Porcupines
Edited by Graham Higgin
Penguin, 2000
The cover of Porcupines, by an uncredited Penguin designer, is an exhilarating response to the question of how to package a philosophical anthology. It features a photograph of a snowbound pine forest (by American photographer Rod Planck) which is so abstract it barely looks like a photograph at all. The colour palette is too limited – black, white and brown – and the formal structure too rigidly geometric: a cross-hatch of vertical and horizontal lines and bands.

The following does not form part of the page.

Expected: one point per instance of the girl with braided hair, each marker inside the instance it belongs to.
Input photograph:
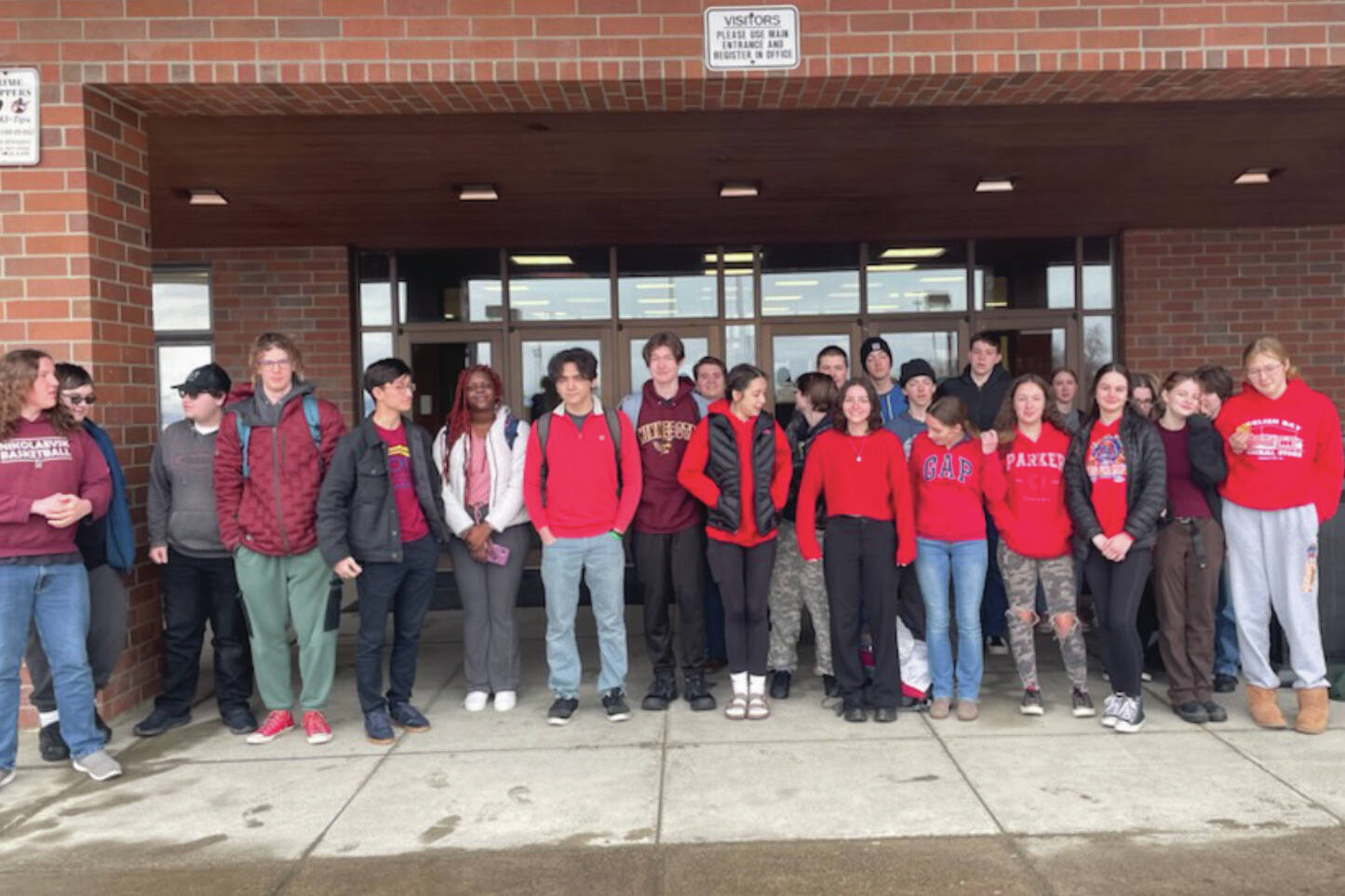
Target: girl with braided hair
(480, 451)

This, perhaps, is what philosophising looks like today – a meticulous teasing apart of the fabric of things. It’s certainly a very different proposition to the Caspar David Friedrich painting on the front of my old Penguin copy of Nietzsche, with its windblown, mountaintop angst. As a more blunt visual metaphor, the image might be an illustration of what philosophy does: it offers a way through the dark forest of life, or – perhaps – helps you sort the wood from the trees. More drolly, it could be a close-up of porcupine quills.
Why Porcupines? Graham Higgin’s anthology is a collection of aphorisms, ordered chronologically by philosopher. Each right-hand page carries a single maxim in large type, while on the opposite page we get it in context in smaller type. The title comes from Schlegel: “A fragment, like a miniature work of art, has to be entirely isolated from the surrounding world and be complete in itself like a porcupine.’’
Finally, the typography. The single, perplexing word of the title is threaded counter-intuitively between the tree trunks, as if playing an impossible game of hide-and-seek. Imagine the letters moving, and it could be part of a cinematic credit sequence.
Therein lies the implicit message of the cover: as it was in the days of Camus and Sartre, philosophy can still be as cool as some hip European art movie.